Cofactor activity of alanine-substituted GBV-B NS4A peptides (Δ4A17). (A) Sequence of alanine-substituted peptides used in this study, with the alanine residue shown in boldface. The A24 wild type [A24(WT)] is the same as the wild-type peptide. (B) Cofactor activity tested in the trans cleavage assay. A 200 μM concentration of each peptide was used in each reaction containing the GBV-B NS4A/4B substrate and 1.5 μM GBV-B NS3 protease. Cleavage products were analyzed similarly as described in the previous figures. The alanine-substituted residue and the corresponding amino acid position (number) in NS4A are shown above each lane. Vertical arrows identify the amino acids critical for cofactor activity. (C) Quantitative analysis of the cofactor activities (shown in panel B) expressed as the percent inhibition of wild-type cofactor activity.

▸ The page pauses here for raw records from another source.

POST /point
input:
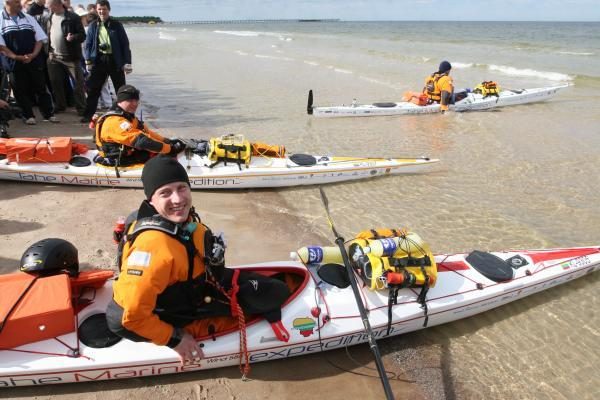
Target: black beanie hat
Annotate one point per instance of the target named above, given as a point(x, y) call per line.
point(127, 92)
point(444, 67)
point(161, 170)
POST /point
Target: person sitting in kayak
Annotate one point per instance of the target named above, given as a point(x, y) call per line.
point(124, 140)
point(173, 285)
point(439, 86)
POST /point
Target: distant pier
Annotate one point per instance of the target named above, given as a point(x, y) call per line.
point(247, 21)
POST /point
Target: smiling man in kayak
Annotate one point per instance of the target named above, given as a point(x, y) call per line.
point(173, 285)
point(439, 86)
point(123, 140)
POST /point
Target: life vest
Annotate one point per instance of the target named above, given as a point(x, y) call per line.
point(268, 150)
point(394, 259)
point(487, 88)
point(432, 88)
point(232, 148)
point(117, 154)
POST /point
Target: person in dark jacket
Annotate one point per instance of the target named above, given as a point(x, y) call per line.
point(107, 53)
point(65, 35)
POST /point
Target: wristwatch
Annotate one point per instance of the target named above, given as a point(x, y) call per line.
point(175, 338)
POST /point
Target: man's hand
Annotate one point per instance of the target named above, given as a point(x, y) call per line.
point(189, 350)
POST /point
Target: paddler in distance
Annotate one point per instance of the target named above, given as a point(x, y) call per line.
point(173, 286)
point(439, 86)
point(122, 139)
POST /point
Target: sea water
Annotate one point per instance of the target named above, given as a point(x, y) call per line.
point(519, 177)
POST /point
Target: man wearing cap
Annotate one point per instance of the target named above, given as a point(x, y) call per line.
point(439, 86)
point(173, 286)
point(164, 243)
point(65, 35)
point(124, 140)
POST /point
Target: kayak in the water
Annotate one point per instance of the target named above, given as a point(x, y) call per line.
point(471, 101)
point(40, 344)
point(210, 167)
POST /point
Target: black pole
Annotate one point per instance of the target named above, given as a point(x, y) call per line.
point(361, 308)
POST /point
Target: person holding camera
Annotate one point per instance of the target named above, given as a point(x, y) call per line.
point(123, 140)
point(107, 54)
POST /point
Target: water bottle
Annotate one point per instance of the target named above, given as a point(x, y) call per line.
point(119, 230)
point(317, 255)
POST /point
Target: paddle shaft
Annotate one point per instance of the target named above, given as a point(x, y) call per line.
point(361, 308)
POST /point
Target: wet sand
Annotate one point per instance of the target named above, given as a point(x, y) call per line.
point(85, 217)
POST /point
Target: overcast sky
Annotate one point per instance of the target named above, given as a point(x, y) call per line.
point(365, 10)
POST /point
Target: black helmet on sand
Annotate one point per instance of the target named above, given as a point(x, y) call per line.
point(50, 256)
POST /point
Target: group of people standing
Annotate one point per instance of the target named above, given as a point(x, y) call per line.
point(48, 49)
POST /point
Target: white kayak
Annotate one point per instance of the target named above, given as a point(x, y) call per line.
point(262, 172)
point(472, 102)
point(318, 317)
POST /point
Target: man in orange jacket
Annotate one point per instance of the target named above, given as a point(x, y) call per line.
point(165, 244)
point(123, 140)
point(439, 86)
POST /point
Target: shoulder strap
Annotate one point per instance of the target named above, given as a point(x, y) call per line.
point(101, 120)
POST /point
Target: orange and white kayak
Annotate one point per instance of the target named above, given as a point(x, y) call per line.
point(471, 102)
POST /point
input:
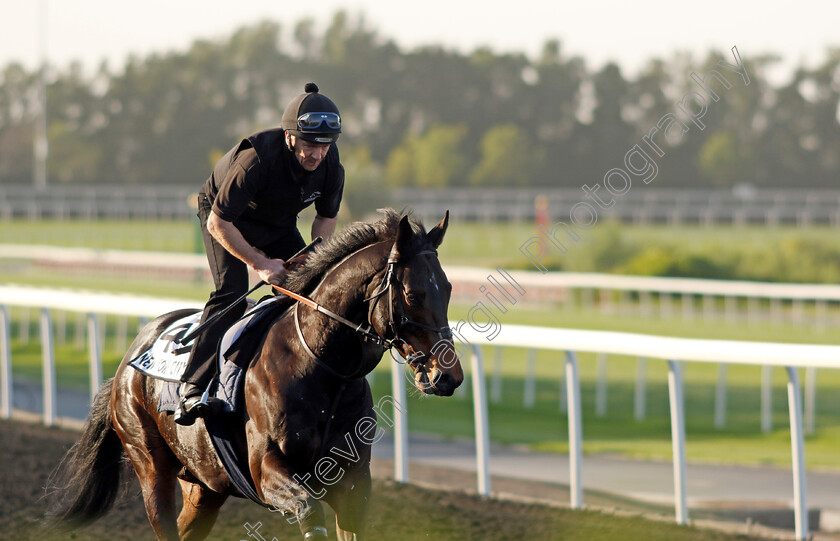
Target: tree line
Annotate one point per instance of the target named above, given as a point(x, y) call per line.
point(428, 116)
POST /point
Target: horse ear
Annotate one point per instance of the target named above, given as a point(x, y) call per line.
point(404, 236)
point(435, 236)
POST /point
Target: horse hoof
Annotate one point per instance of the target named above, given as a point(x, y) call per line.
point(316, 533)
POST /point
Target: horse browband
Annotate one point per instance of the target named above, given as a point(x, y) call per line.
point(366, 331)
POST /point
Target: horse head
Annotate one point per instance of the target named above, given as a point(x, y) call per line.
point(415, 294)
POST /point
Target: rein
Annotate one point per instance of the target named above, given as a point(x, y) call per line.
point(366, 331)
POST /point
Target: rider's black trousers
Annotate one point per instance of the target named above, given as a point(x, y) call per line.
point(231, 278)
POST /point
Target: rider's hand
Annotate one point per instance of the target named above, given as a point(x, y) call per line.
point(273, 271)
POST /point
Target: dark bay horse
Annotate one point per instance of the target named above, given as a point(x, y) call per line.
point(305, 394)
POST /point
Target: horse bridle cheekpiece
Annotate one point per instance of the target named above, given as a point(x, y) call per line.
point(367, 333)
point(389, 281)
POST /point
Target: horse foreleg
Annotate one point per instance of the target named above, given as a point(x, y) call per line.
point(200, 510)
point(293, 494)
point(156, 471)
point(350, 501)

Computer model for GBV-B NS3/4A interaction.

To further understand how GBV-B cofactor peptide might interact with and enhance the NS3 protease activity, the HCV NS3 protease structure was used as a template for the modeling of GBV-B protease structure using the program QUANTA (Molecular Simulations, Inc., San Diego, Calif.). The primary sequences of the NS3 protease domain between HCV and GBV-B share approximately 30% identity, whereas the full-length NS3 proteins share 40% identity. The secondary structure elements of the GBV-B protease model were transferred from the existing HCV NS3 protease crystal structures (33, 43, 71). Side chain atom coordinates of HCV were adopted to model and position those in the corresponding GBV-B protease. Those unresolved side chains were built by using the program CHARMm (Molecular Simulations), and the newly modeled molecule was relaxed to yield a smooth backbone with reasonable packing by molecular dynamics.

Figure 8B shows the NS3/4A interaction of HCV. The two critical residues (I25 and I29, in magenta) which are buried in two well-defined hydrophobic pockets in the protease core are highlighted. The I29 side chain occupies the hydrophobic pocket located between the two β-barrel subdomains and may rigidify the relative position of the subdomains that are connected by a single flexible loop. I29 may also pivot the insertion of the N-terminal half of NS4A cofactor into the N-terminal domain of NS3 protease. This is consistent with the observation that I29 is the most critical determinant of the NS3/4A activation (10). The hydrophobic side chain of I25, another key residue, packs against two adjacent β strands (A1 and D1), which may cause the D1-E1 loop to shift from its position in NS3 upon NS4A complex formation. However, other mechanisms are possible, such as the one proposed by Love et al. (43), who favored the rearrangement of salt links among charged amino acids as the cause of the D1-E1 loop shift.

FIG. 8.

Surface representation of GBV-B and HCV protease complexed with the corresponding 4A cofactors (shown as sticks). (A) GBV-B NS3/4A model. (B) HCV NS3/4A model. The electrostatic potential distribution is color coded: blue, positive; red, negative; white, neutral. The N-terminal 11 aa were removed to expose the detail interaction between NS4A and NS3 protease. The two critical Trp31 and Val27 (shown as magenta sticks in contrast to the rest of 4A colored yellow) reveal their location and complementary with the corresponding hydrophobic pockets, which is strikingly similar to that of HCV NS3/4A complex structure in panel B. The two essential residues Ile29 and Ile25, in HCV NS4A are also colored in magenta.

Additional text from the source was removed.